The new design seeks to create an inviting sense of home and warmth within the commercial environment, while fusing the needs of Landmark’s in-office staff with the desire to make the proper impression upon customers. The redesign taps the hospitality industry for inspiration, using ceiling designs, extensive use of wood and backlit surfaces to create an environment not traditionally found in standard offices. The design conveys warmth but also keeps the space feeling modern and vibrant.
Hardwood flooring, patterned wallpaper and a shuffleboard table create a sense of authenticity and warmth.
The finished space, spread across three floors, contains a series of welcoming and more-private spaces. A reception area, decorated with a wood lattice ceiling and succulent wall, offers a sophisticated, transparent introduction.
“We wanted clients entering through the lobby and elevator of the traditional office tower to walk into Landmark’s space and feel enveloped and truly embraced,” D’Amato says.
The primary floorplan, an irregular, octagon-like shape, presented a challenge, and some awkward outside corners. But designers took advantage of the odd niches and corners to create focus spaces, collaboration zones and breakout spaces for concentrated work and more private conversations with clients. All the offices are on the interior of the floor, with the workstations wrapping around along the window lines.
Functional parts of a workplace were given an elevated presentation with wood paneled dividers.
The finishes were based on familiar surfaces and materials, such as the hardwood flooring and patterned wallpaper. A shuffleboard table and plant wall reinforce the warmer and more authentic workplace aesthetic. From the detailing and hardware to the mid-century-inspired furniture selections, typically in somber wood tones, the choices sought to convey an elevated, inspiring yet recognizable setting. Artwork was curated to evoke welcoming qualities.
“The space is designed to create a sense of emotional peace through the warmth of the materials, the lighting and the types of collaboration and social spaces,” D’Amato says.
At the same time, the functional parts of a workplace were given a more elevated presentation, working within Landmark’s budget. Wood storage cabinets with smoked-glass accents and wood paneled dividers offered a refined look that isn’t unnecessarily flashy.

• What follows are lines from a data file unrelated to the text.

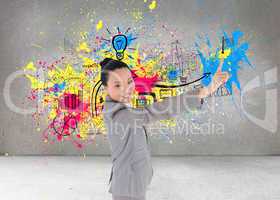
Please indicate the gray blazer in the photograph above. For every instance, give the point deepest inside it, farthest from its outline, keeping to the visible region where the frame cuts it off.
(130, 147)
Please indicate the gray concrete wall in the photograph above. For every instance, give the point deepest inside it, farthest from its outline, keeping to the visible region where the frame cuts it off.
(21, 21)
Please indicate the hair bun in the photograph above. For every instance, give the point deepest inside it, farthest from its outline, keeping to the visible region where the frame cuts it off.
(105, 61)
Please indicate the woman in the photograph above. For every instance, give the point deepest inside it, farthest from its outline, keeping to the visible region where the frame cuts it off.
(132, 170)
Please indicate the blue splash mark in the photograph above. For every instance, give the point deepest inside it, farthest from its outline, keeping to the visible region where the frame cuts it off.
(231, 63)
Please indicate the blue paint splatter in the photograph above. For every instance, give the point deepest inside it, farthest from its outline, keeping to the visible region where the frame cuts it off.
(231, 63)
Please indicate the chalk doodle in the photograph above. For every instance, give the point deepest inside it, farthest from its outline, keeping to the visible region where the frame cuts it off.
(69, 87)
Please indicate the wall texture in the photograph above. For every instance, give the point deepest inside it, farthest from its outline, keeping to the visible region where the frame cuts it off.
(26, 23)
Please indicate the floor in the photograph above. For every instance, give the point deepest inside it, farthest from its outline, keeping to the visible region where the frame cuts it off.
(175, 178)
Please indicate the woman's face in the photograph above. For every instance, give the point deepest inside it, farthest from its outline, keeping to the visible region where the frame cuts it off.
(120, 85)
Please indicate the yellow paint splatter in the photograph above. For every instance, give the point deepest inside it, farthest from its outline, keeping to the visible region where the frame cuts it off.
(153, 5)
(83, 47)
(99, 25)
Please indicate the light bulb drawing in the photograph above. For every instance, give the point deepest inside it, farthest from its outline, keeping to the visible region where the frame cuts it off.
(119, 43)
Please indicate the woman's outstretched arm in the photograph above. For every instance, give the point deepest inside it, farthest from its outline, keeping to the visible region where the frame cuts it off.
(169, 107)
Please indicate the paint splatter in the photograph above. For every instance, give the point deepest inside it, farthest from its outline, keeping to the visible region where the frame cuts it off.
(234, 55)
(153, 5)
(99, 25)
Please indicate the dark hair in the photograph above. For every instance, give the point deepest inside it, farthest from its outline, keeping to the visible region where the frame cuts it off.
(108, 64)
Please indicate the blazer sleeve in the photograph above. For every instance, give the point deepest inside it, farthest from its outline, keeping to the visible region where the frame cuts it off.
(160, 110)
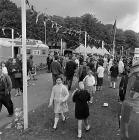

Conveying a feeling of comfort in their space was important not only for their staff, but for visitors coming in who are potentially dealing with emotional situations.
The design leaves space to reflect Landmark’s people and personalities.
The Landmark redesign looks past the current remote work focus to create a contemporary, functional office that also manages to convey the right messaging and narrative to visiting clients. “Home, but better” was a simple and succinct message for a home healthcare firm to convey.
“As companies are continuing to figure out their return-to-office strategies,” Votel says, “and employees are striving to balance their work-from-home environment with their office environment, thoughtful workplace design can help to create a more seamless transition between the two.”